To deploy the pattern by using the `pattern.sh` file, complete the following steps:

. Log in to your cluster by following this procedure:

.. Obtain an API token by visiting link:https://oauth-openshift.apps.<your_cluster>.<domain>/oauth/token/request[https://oauth-openshift.apps.<your_cluster>.<domain>/oauth/token/request].
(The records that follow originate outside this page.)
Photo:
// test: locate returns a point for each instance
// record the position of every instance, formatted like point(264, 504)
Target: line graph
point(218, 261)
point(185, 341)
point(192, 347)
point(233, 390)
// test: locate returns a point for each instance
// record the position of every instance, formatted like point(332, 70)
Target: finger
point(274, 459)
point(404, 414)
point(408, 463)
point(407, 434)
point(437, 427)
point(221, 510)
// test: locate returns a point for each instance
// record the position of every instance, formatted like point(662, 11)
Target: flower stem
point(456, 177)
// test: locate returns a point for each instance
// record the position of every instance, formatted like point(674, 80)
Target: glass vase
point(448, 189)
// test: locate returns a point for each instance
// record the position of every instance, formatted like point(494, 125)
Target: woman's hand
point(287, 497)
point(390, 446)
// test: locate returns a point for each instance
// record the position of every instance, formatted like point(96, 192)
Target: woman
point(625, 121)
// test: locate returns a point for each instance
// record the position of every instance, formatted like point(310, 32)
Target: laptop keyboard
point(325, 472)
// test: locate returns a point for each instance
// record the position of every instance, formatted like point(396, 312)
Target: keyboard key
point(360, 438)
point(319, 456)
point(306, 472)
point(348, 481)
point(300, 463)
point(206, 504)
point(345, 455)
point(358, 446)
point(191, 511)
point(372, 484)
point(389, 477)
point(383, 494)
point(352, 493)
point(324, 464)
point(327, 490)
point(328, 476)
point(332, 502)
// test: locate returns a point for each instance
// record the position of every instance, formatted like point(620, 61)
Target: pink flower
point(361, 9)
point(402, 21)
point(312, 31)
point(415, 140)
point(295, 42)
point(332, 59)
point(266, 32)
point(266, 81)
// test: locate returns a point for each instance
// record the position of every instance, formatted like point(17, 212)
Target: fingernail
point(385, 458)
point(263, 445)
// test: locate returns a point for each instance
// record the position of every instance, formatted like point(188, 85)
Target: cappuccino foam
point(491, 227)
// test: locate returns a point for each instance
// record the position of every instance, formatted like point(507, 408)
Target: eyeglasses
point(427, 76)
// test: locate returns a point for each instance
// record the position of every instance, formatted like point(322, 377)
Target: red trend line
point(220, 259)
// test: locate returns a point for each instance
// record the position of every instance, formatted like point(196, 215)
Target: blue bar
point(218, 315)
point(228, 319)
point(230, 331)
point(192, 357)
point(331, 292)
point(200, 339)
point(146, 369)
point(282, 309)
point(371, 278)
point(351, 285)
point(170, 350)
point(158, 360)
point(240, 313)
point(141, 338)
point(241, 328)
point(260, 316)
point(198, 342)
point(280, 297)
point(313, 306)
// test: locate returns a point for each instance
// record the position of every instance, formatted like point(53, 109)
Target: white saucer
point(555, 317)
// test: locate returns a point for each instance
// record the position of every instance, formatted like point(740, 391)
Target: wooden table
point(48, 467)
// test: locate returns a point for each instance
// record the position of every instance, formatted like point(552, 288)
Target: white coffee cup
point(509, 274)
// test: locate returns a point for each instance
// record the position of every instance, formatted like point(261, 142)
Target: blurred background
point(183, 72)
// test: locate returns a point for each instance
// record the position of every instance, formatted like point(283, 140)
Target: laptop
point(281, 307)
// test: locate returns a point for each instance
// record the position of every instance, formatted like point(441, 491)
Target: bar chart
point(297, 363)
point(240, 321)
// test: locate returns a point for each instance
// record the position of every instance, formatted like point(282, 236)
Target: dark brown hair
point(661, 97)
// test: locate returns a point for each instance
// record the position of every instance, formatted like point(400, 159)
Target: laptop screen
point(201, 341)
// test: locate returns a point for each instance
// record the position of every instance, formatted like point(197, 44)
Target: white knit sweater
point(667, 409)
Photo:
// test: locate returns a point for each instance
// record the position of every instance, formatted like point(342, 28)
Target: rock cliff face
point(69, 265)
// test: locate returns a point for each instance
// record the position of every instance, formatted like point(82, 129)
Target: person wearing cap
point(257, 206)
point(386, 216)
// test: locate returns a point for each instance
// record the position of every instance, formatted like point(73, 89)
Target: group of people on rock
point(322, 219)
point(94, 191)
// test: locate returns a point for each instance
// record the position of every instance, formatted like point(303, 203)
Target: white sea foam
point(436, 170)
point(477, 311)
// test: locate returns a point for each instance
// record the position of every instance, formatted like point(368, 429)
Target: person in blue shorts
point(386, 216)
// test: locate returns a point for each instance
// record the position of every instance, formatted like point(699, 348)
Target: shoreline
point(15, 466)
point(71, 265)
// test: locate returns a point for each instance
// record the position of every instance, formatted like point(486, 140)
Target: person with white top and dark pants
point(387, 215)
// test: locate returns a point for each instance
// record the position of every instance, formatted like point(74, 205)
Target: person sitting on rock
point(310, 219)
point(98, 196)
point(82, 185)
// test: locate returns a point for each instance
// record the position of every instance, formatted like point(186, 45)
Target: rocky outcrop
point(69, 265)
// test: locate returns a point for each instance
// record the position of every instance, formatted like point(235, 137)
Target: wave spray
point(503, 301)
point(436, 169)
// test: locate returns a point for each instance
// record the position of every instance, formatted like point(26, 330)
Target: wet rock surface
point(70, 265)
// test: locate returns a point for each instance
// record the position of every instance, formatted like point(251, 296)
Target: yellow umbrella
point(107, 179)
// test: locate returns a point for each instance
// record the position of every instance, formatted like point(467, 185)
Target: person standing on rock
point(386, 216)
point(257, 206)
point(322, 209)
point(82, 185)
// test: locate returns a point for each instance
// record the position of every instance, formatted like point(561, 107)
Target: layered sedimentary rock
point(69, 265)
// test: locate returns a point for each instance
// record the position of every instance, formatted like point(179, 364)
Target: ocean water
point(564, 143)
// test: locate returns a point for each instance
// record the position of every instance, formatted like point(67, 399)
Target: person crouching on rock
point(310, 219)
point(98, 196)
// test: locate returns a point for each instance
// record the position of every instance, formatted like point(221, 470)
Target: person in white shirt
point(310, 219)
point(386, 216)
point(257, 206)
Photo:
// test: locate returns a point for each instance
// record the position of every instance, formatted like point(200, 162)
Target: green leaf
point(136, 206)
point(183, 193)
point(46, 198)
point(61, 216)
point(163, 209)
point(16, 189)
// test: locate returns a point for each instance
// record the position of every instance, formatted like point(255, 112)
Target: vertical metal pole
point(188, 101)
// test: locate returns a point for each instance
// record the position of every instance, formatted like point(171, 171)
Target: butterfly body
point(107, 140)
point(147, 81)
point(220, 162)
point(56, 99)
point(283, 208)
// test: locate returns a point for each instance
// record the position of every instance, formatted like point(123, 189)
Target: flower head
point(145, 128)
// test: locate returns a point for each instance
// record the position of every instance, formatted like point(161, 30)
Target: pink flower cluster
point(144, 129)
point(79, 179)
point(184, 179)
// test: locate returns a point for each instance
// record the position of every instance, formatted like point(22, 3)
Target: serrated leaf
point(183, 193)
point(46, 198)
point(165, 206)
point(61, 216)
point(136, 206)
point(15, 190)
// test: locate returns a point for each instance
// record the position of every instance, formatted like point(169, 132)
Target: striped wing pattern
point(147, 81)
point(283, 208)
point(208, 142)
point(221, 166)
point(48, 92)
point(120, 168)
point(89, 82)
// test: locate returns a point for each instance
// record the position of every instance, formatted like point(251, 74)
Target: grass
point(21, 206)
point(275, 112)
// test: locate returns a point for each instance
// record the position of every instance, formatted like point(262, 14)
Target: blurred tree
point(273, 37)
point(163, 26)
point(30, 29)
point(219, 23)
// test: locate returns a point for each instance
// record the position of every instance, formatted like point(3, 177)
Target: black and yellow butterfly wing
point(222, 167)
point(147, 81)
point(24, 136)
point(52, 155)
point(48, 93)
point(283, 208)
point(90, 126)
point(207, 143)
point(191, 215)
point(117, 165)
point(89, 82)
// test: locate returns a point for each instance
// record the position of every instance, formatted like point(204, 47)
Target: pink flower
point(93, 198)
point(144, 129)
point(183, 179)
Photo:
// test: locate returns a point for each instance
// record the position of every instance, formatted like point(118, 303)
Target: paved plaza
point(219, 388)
.. Log in to the cluster by running the following command:
+
[source,terminal]
----
$ oc login --token=<retrieved-token> --server=https://api.<your_cluster>.<domain>:6443
----
+
Or log in by running the following command:
+
[source,terminal]
----
$ export KUBECONFIG=~/<path_to_kubeconfig>
----

. Deploy the pattern to your cluster. Run the following command:
+
[source,terminal]
----
$ ./pattern.sh make install
----

.Verification

To verify a successful installation, check the health of the ArgoCD applications:

. Run the following command:
+
[source,terminal]
----
$ ./pattern.sh make argo-healthcheck
----
+
It might take several minutes for all applications to synchronize and reach a healthy state. This includes downloading detector models, initializing the GPU operator, and starting the vLLM inference service.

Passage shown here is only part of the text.